Friday 26 August 2016

Which ETL tool?

You are wandering what is the best tool to gather, meaning connect and extract from your data sources, and nanage data, that is, updating and backing up in the database. Well you have a few choices like:

  1. Oracle Warehouse Builder (OWB)
  2. Oracle Data Integrator (ODI)
  3. SAP Data Services
  4. IBM Infosphere Information Server
  5. SAS Data Management. 
  6. PowerCenter Informatica. 
  7. Elixir Repertoire for Data ETL 
  8. Data Migrator (IBI) 
  9. SQL Server Integration Services (SSIS)
  10. Talend
  11. Pentaho
  12. many others...
But, why be pushed to buy a tool when perhaps the best method is basic SQL Scripting?
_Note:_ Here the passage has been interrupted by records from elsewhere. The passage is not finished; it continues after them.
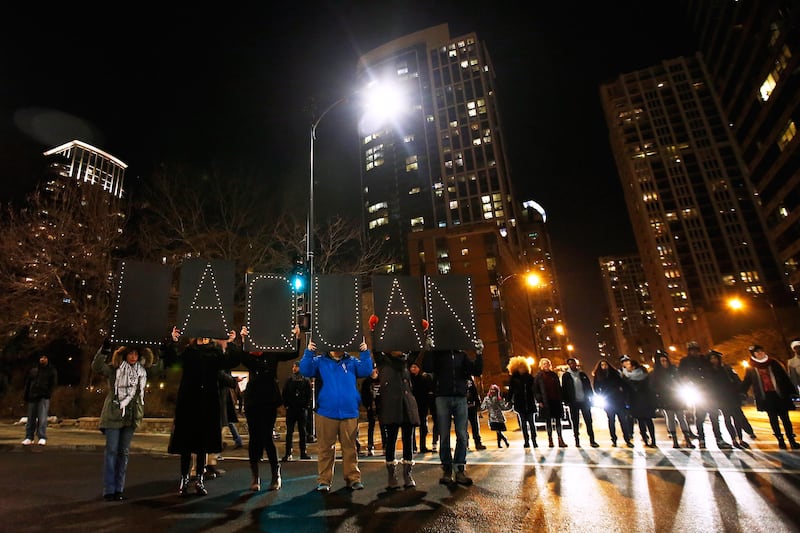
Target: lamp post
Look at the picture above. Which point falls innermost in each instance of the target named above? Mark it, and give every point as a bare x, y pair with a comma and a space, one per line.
532, 280
310, 219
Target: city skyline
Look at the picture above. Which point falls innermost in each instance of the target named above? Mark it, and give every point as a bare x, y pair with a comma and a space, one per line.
205, 88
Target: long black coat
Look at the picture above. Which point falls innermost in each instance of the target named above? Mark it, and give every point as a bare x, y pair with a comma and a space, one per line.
197, 408
548, 394
397, 405
521, 393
SQL Scripting will probably be cheapest choice and the easiest way to implement and maintain your own data warehouse. You can build your own queries and run different extract and processing tasks using SQL scripts and scheduling using SQL Server Jobs or the easy option that is Windows Scheduler. Don't reinvent the wheel and if you want raw data in your data warehouse you need only to identify and connect to the source and write some basic select insert into queries, you have your base data. Once you begin using different tools you will start loosing focus on the core task at hand, finding and understanding the data, systems and processes.

Many times companies build complex ETL processes to collect data with complex data flows and auditing procedures that usually are of no use or value for the stakeholder and end-user. The usual arguments are compliance, control and efficiency, but the business case for complicated methods is flaud. It becomes so difficult to maintain and change that it does not answer what it was build for. The costs increase, with high maintenance like licensing and payroll and usually because it does not fulfill the requirements of users you are bringing to life shadow IT and end-user computing with users finding their way to the information they want and building the databases they need, also breaking the compliance requirement.

Keep it simples, flexible and use easy to use tools that can also be made available to end-users so it becomes an collaborative and value-adding endeavour.

Thursday 25 August 2016

Forget About Vlookup

Vlookup function is one of the most used operations in Excel. It allows to search in a table and return the result in another table based on a selection criteria. Basically it is the same as filtering something in a table and copying the results from a specific column into another. It is very useful to join information from two different tables, for example, getting the name of a customer or product based on the code or reference number. Stop using it... please.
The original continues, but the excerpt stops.